This issue is seen when performing training against my own dataset which was converted to binary via data_convert_example.py. After a week of training I get decode results that don't make sense when comparing the decode and ref files.
If anyone has been successful and gotten results similar to what is posted in the Textsum readme using their own data, I would love to know what has worked for you...environment, tf build, number of articles.
I currently have not had luck with 0.11, but have gotten some results with 0.9 however the decode results are similar to those shown below which I have no idea where they are even coming from.
I currently am running Ubuntu 16.04, TF 0.9, CUDA 7.5 and CuDnn 4. I tried TF 0.11 but was dealing with other issues so I went back to 0.9. It does seem that the decode results are being generated from valid articles, but the reference file and decode file indicies have NO correlation.
If anyone can provide any help or direction, it would be greatly appreciated. Otherwise, should I figure anything out, I will post here.
A few final questions. Regarding the vocab file referenced.

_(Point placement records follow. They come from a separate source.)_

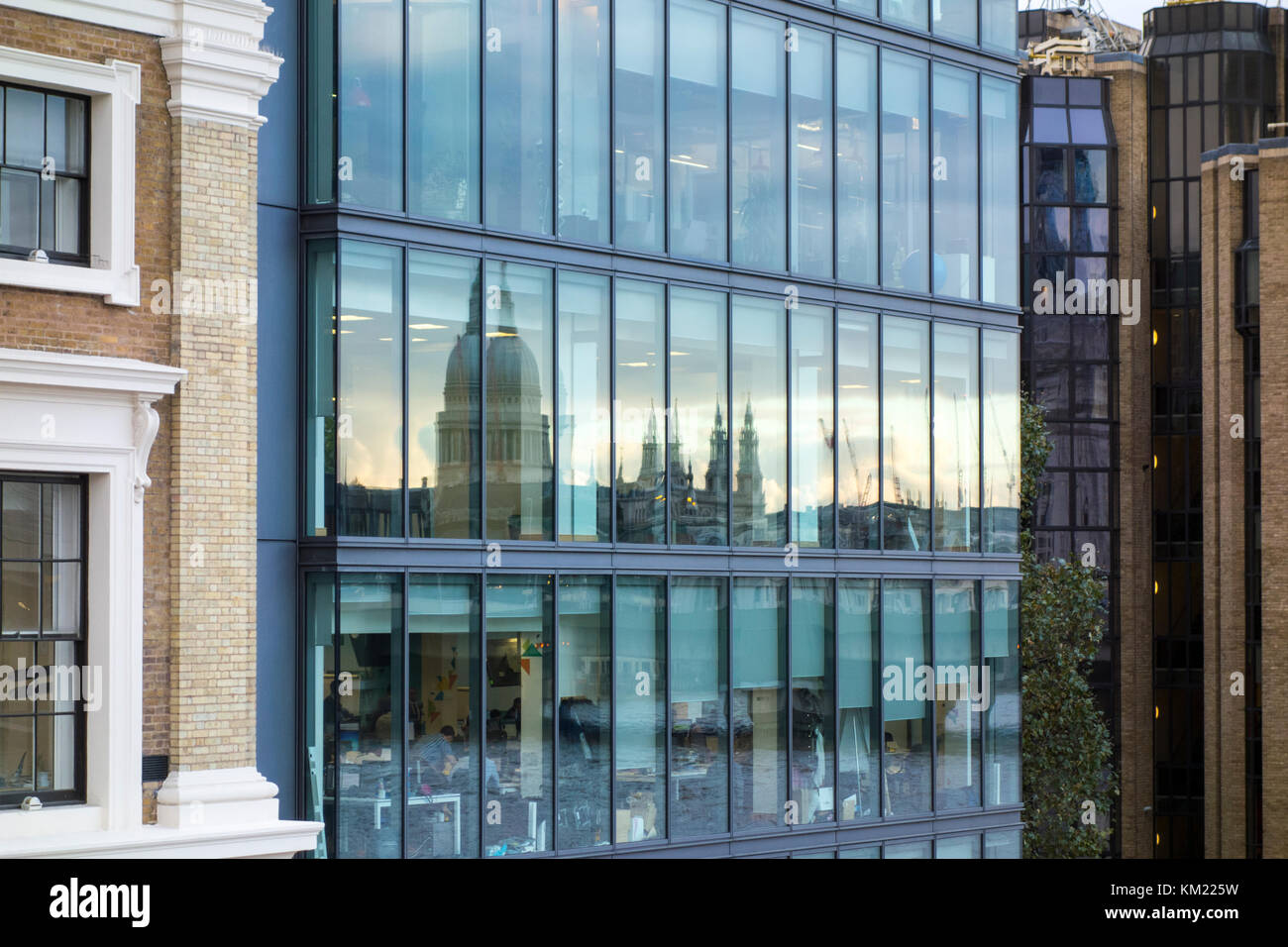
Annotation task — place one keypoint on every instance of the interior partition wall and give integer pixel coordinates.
(660, 429)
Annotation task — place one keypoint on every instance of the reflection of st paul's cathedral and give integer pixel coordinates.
(519, 464)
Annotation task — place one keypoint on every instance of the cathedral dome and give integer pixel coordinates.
(463, 364)
(511, 364)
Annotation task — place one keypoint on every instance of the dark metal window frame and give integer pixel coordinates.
(832, 22)
(781, 838)
(12, 797)
(81, 256)
(553, 544)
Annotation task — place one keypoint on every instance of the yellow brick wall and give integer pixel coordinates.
(213, 453)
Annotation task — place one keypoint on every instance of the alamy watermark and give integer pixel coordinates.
(949, 684)
(52, 682)
(1089, 298)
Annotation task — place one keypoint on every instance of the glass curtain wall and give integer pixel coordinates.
(739, 705)
(674, 127)
(758, 149)
(810, 441)
(758, 626)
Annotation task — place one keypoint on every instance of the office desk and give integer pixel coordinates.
(378, 805)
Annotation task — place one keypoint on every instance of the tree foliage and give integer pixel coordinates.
(1068, 755)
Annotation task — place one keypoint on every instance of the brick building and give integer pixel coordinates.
(128, 451)
(1150, 462)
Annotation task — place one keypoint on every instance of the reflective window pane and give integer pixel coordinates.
(909, 849)
(1001, 650)
(697, 103)
(812, 436)
(906, 424)
(640, 411)
(516, 131)
(905, 182)
(370, 718)
(954, 20)
(443, 108)
(1001, 392)
(519, 719)
(859, 411)
(64, 236)
(812, 715)
(1004, 843)
(1090, 175)
(320, 482)
(698, 475)
(999, 25)
(24, 128)
(905, 12)
(958, 694)
(958, 847)
(585, 711)
(758, 154)
(864, 8)
(639, 748)
(906, 690)
(639, 124)
(956, 432)
(321, 80)
(518, 401)
(20, 206)
(369, 445)
(855, 161)
(585, 428)
(372, 93)
(811, 154)
(858, 684)
(760, 440)
(443, 757)
(64, 133)
(1000, 158)
(759, 716)
(583, 165)
(445, 359)
(699, 697)
(956, 182)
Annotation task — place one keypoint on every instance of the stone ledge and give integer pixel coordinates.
(270, 839)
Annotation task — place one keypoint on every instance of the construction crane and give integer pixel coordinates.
(1099, 35)
(854, 463)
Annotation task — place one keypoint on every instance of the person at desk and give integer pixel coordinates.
(514, 716)
(437, 759)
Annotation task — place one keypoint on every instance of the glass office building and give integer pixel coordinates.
(658, 446)
(1070, 359)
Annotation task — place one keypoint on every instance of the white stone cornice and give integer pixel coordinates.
(64, 369)
(159, 17)
(210, 50)
(215, 80)
(146, 423)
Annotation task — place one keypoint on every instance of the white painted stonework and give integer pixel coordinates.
(114, 91)
(217, 72)
(93, 415)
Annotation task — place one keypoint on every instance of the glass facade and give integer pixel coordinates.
(735, 137)
(732, 478)
(528, 711)
(1211, 81)
(1070, 352)
(661, 431)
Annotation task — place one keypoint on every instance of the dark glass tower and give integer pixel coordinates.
(1211, 81)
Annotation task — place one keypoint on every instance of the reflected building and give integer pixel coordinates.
(631, 536)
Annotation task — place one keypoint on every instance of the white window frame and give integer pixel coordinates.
(114, 94)
(93, 415)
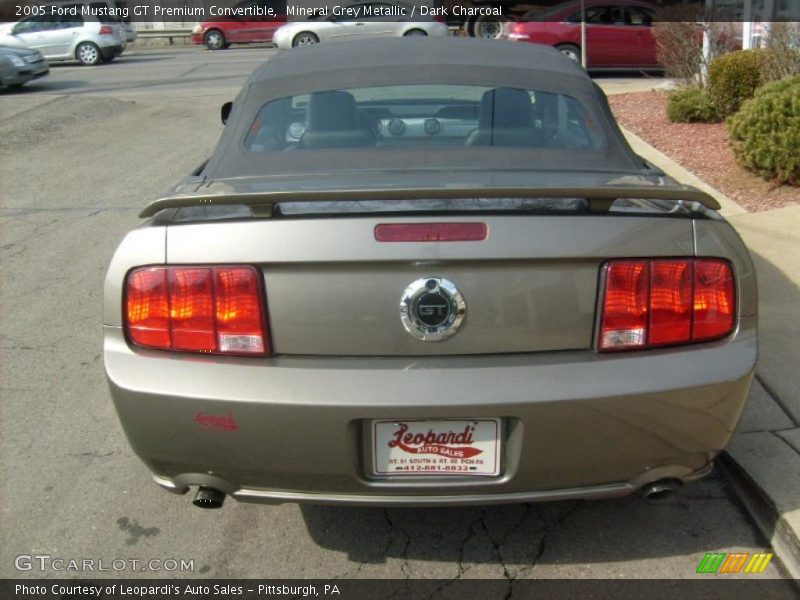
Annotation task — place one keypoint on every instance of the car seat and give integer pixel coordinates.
(332, 121)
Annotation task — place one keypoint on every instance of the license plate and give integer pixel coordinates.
(441, 447)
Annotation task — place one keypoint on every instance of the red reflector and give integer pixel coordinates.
(192, 309)
(239, 321)
(196, 309)
(624, 321)
(148, 307)
(714, 300)
(431, 232)
(649, 303)
(670, 302)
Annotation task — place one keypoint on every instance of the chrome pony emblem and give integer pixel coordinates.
(432, 309)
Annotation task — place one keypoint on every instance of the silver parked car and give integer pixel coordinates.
(21, 65)
(357, 21)
(67, 37)
(421, 272)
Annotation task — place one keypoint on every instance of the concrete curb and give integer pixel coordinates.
(729, 207)
(781, 533)
(762, 461)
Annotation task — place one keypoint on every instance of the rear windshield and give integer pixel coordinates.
(422, 116)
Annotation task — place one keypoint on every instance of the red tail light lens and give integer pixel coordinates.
(651, 303)
(215, 310)
(431, 232)
(714, 299)
(625, 308)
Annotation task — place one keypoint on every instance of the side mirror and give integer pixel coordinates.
(225, 112)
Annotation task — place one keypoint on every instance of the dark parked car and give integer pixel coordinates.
(428, 271)
(224, 31)
(619, 34)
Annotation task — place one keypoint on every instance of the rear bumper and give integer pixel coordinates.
(575, 424)
(112, 50)
(25, 74)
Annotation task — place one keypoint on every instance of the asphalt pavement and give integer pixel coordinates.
(81, 152)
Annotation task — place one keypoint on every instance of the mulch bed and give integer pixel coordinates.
(701, 148)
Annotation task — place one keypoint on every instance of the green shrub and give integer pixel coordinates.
(765, 133)
(691, 105)
(732, 79)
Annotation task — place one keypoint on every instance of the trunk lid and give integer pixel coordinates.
(333, 289)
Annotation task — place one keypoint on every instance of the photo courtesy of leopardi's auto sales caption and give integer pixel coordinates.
(204, 589)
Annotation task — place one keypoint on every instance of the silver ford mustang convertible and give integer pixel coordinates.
(428, 272)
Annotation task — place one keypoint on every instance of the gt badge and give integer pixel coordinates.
(432, 309)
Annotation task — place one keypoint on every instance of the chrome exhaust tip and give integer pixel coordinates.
(208, 498)
(658, 490)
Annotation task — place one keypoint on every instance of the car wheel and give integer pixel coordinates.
(88, 54)
(215, 40)
(570, 51)
(489, 28)
(305, 38)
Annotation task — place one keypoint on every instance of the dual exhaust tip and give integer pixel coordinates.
(658, 490)
(208, 498)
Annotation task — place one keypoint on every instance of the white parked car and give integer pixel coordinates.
(357, 21)
(67, 37)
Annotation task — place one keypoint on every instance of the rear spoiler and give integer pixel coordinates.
(600, 198)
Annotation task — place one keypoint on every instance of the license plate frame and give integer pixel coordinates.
(449, 447)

Does it at all need to be sorted by word frequency at all? I never performed anything along these lines when generating it and just wasn't sure if this would throw something off as well.
Finally, I made the assumption in generating the data that the training data articles should be broken down into smaller batches. I separated out the articles into multiple files of 100 articles each. These were then named data-0, data-1, etc. I assume this was a correct assumption on my part? I also kept all the vocab in one file which has not seemed to throw any errors.
Are the above assumptions correct as well?
Below are some ref and decode results which you can see are quite odd and seem to have no correlation.
DECODE:
output=Wild Boy Goes About How I Can't Be Really Go For Love
output=State Department defends the campaign of Iran
output=John Deere sails profit - Business Insider
output=to roll for the Perseid meteor shower
output=Man in New York City in Germany
REFERENCE:
output=Battle Chasers: Nightwar Combines Joe Mad's Stellar Art With Solid RPG Gameplay
output=Obama Meets a Goal That Could Literally Destroy America
output=WOW! 10 stunning photos of presidents daughter Zahra Buhari
output=Koko the gorilla jams out on bass with Flea from Red Hot Chili Peppers
output=Brenham police officer refused service at McDonald's